De nombreux journalistes et éditorialistes ont reconnu et célébré l’influence de Carlin sur la comédie. Time a souligné comment la carrière de 40 ans de Carlin a approfondi les travaux transgressifs de Lenny Bruce et a contribué à faire du stand-up une véritable institution de la culture américaine.
Jim Windolf du New York Times a décrit Carlin comme un « prêcheur séculier », ajoutant qu’il était « béni ou tout simplement accablé d’opinions sur des sujets allant du ridicule (le peluchage de nombril) au sublime (l’existence de Dieu) ». Matthew Love de Rolling Stone l’a même désigné comme le deuxième plus grand humoriste, résumant brillamment : « Carlin était le comic ultime pour les penseurs, exigeant que son public lutte contre la montagne de bêtises accumulée par les clergés, les politiciens et les annonceurs. »
Voici la vérité méconnue, indulgente et virulente de George Carlin.
La séparation de ses parents à cause de l’alcoolisme de son père
Dans une interview avec Jon Stewart, George Carlin a expliqué comment ses parents s’étaient séparés en raison de l’alcoolisme de son père, notant qu’il « ne pouvait pas métaboliser l’alcool efficacement. » Dans un article publié par Esquire, il a également évoqué la violence de son père : « Pendant les cinq premières années de la vie de mon frère, mon père l’a battu avec une pantoufle à talon en cuir. Si j’avais subi un traitement similaire, tout aurait été différent. Son absence m’a sauvé la vie. » Bien que son père ait infligé de nombreuses violences à son frère Patrick, il n’a frappé sa mère qu’une seule fois, ce qui, selon NPR, était dû au fait qu’elle avait quatre frères et que son père était policier.
Cependant, malgré le comportement tyrannique de son père, la mère de Carlin l’aimait profondément : « Les deux étaient fous l’un de l’autre. Selon ceux qui les connaissaient, ils formaient l’un des grands couples de tous les temps. » Il peut sembler que leur relation soit un triste cas de connexion authentique ruinée par l’alcoolisme violent, mais Carlin attribuait cela à la « ligne de bulls*** terrifique » de son père.
Le parcours humoristique de George Carlin
Dans les années 1960, George Carlin s’est fait connaître pour ses parodies loufoques de publicités télévisées, arborant un costume et une cravate fine.
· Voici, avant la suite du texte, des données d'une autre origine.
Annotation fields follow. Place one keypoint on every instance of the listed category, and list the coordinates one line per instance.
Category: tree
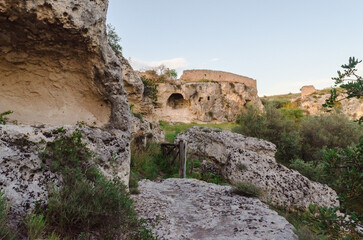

Sa performance lui valut une rémunération impressionnante, atteignant 250 000 dollars par an, dont une partie fut investie dans l’acquisition d’un jet privé.
Cependant, malgré ce succès indéniable, Carlin n’en retirait aucune satisfaction. Comme il l’a exprimé, il se voyait récompensé pour son côté mignon et astucieux, mais non pour l’artiste qu’il était véritablement. Dans ses moments de doute, il se demandait même s’il ne devrait pas abandonner toute prétention de sérieux et adopter une nouvelle identité, se renommant Jackie Carlin, avec des chaussures blanches et des chaînes dorées.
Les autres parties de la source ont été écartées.